Correlation between water quality variables
Before reading this page, you should read:
In water quality monitoring studies, we are often interested in quantifying the relationship between multiple water quality indicators and other environmental drivers.
You can conveniently explore statistical relationships between pairs of water quality variables, or between water quality and environmental variables, using standard statistical techniques:
- correlation analysis
- multivariate and high-dimensional data analysis
- regression analysis.
Correlation analysis
A useful adjunct to the scatterplot matrix presented in Figure 2 of Data preparation is a summary of the correlations between pairs of variables.
The Pearson correlation coefficient is a numerical measure of the degree of linearity between 2 variables. Given 2 variables X and Y (where Y is notionally the dependent variable and X the independent variable), the sample correlation coefficient (r) is computed using Equation 1.
The correlation coefficient is constrained to lie in the interval –1 ≤ r ≤ +1. Broad interpretations of r are provided in Table 1.
Value of |r| | Interpretation |
---|---|
0.7 to 1.0 | Strong linear association |
0.5 to 0.7 | Moderate linear association |
0.3 to 0.5 | Weak linear association |
0 to 0.3 | Little or no linear association |
(A related and important statistic used to assess the adequacy of a fitted regression model is the coefficient of determination, R2. In simple terms, R2 is the proportion of total variation in some dependent variable that can be explained or accounted for by a regression model.)

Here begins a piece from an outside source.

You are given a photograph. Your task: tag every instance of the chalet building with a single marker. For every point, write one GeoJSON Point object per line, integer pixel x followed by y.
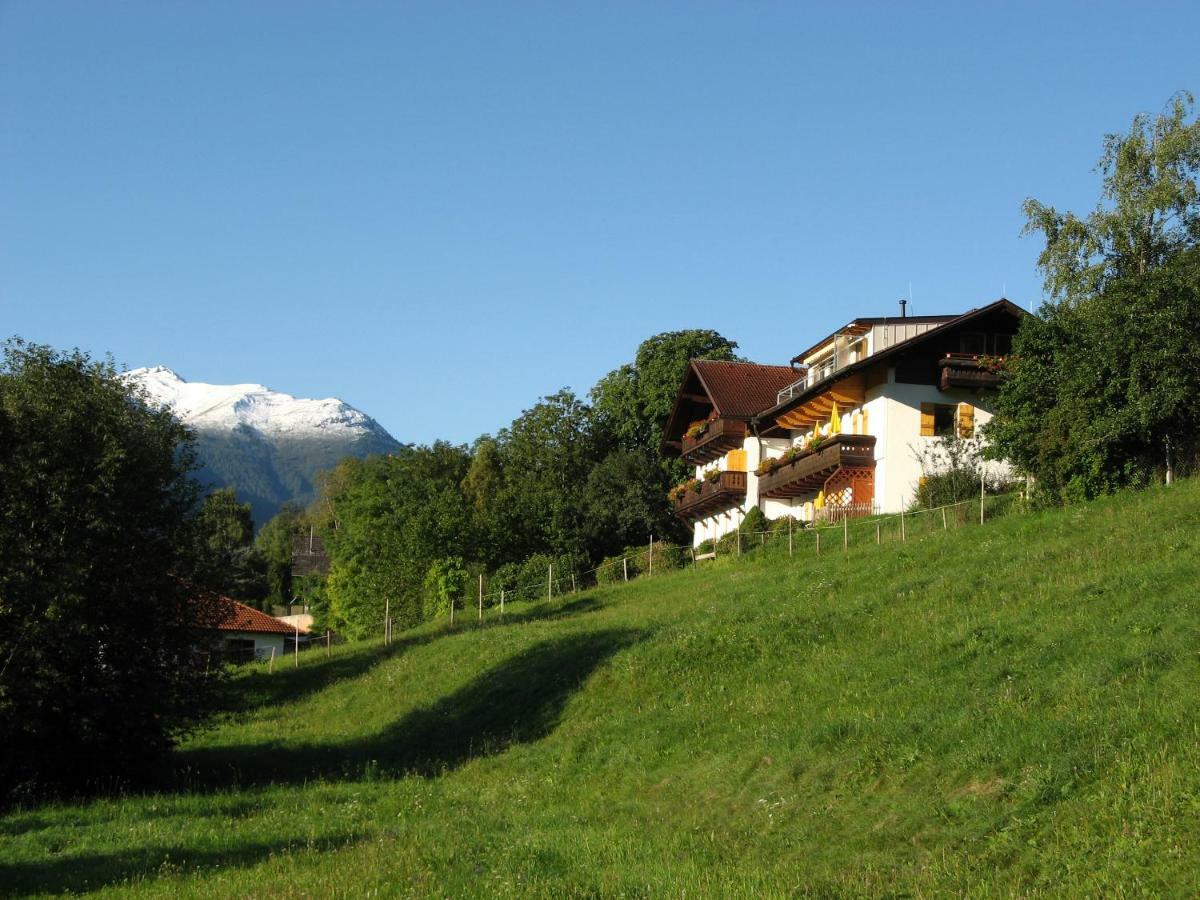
{"type": "Point", "coordinates": [839, 432]}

A correlation analysis is generally done before a more comprehensive regression analysis, which models relationships between the variables and makes inferences about the underlying parameter values and the expected response.
Multivariate and high-dimensional data
Water quality monitoring programs often generate high-dimensional data that pose considerable challenges.
The data can be the collection of multiple water quality variables at the same site or of the same water quality variable from different sites, or a combination of both. Responses to the multiple water quality data can also be multivariate if the impact study is of interest.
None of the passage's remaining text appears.